Jacques Henri Lartigue
Instants de vie
07/09/2012
20/10/2012
Gallery FIFTY ONE
Fifty One Fine Art Photography is proud to present the first solo exhibition of the work of Jacques Henri Lartigue (1894-1986).
Lartigue left an enormous body of work, consisting of approximately 100 000 snapshots, numerous diaries and about 135 self-composed photo albums, in which he documented his own environment. The world of Lartigue is a universe populated by racecars, airplanes, jumping people and the French bourgeoisie of the 20th century. He experiments with shutter speed and movement and his small stature results in some unusual framing in his early years. The work of Lartigue is a unique time document, an idyllic view into the bourgeoisie life of the past century.
Jacques Henri Lartigue
Jacques Henri Lartigue took his first photographs at the age of six, using his father’s camera, and started keeping what would become a lifelong diary. In 1904 he began making photographs and drawings of family games and childhood experiences, also capturing the beginnings of aviation and cars and the smart women of the Bois de Boulogne as well as society and sporting events. An unfailingly curious amateur, he tried out all the available techniques, tirelessly recording the fleeting moments and meticulously arranging his several thousand images in large albums.

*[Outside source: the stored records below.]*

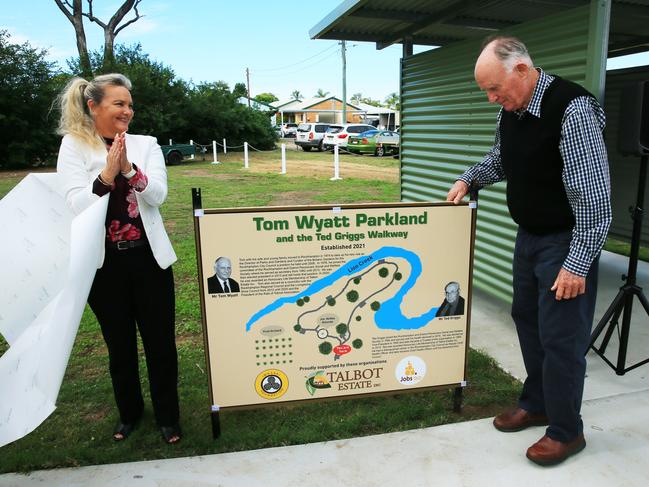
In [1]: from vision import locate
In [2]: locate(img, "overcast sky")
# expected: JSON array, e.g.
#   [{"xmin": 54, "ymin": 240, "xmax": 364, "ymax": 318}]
[{"xmin": 0, "ymin": 0, "xmax": 649, "ymax": 101}]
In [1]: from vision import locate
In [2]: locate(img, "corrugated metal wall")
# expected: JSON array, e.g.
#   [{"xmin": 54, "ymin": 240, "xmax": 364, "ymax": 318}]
[
  {"xmin": 604, "ymin": 66, "xmax": 649, "ymax": 246},
  {"xmin": 401, "ymin": 6, "xmax": 590, "ymax": 301}
]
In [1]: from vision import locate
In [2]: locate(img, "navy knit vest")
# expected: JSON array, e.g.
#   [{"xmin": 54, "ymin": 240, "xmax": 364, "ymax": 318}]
[{"xmin": 500, "ymin": 77, "xmax": 592, "ymax": 235}]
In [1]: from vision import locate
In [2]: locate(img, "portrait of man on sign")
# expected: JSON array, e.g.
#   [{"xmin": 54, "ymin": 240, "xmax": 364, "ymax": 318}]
[
  {"xmin": 435, "ymin": 281, "xmax": 464, "ymax": 318},
  {"xmin": 207, "ymin": 257, "xmax": 239, "ymax": 294}
]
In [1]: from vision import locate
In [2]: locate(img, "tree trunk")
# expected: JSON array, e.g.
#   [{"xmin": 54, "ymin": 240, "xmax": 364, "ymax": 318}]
[{"xmin": 54, "ymin": 0, "xmax": 92, "ymax": 78}]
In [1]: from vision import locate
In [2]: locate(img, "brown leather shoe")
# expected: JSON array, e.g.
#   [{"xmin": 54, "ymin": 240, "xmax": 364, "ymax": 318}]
[
  {"xmin": 494, "ymin": 408, "xmax": 548, "ymax": 433},
  {"xmin": 527, "ymin": 434, "xmax": 586, "ymax": 467}
]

However, it would seem that photography was not his true vocation. In 1915 he attended the Académie Jullian: painting was to remain his professional activity and from 1922 onwards he exhibited in the salons of Paris and southern France.
His acquaintances in the world of the arts included Sacha Guitry and Yvonne Printemps, Kees van Dongen, Pablo Picasso and Jean Cocteau, while his passion for movies saw him work as a still photographer with Jacques Feyder, Abel Gance, Robert Bresson, François Truffaut and Federico Fellini.
biography
Born in Courbevoie, France in 1894
Died in Nice, France in 1986
Although Lartigue occasionally sold his pictures to the press and exhibited at the Galerie d’Orsay alongside Brassaï, Man Ray and Doisneau, his reputation as a photographer was not truly established until he was 69, with a retrospective at the Museum of Modern Art in New York and the publication of a portfolio in Life. He now added his father’s first name to his own surname, becoming Jacques Henri Lartigue. Worldwide fame came three years later with his first book, The Family Album, followed in 1970, by Diary of a Century, conceived by Richard Avedon. In 1975 he had his first French retrospective at the Musée des Arts Décoratifs in Paris. For the rest of his life, Lartigue was busy answering commissions from fashion and decoration magazines.
He also produced the official photograph of the new French president, Valéry Giscard d’Estaing.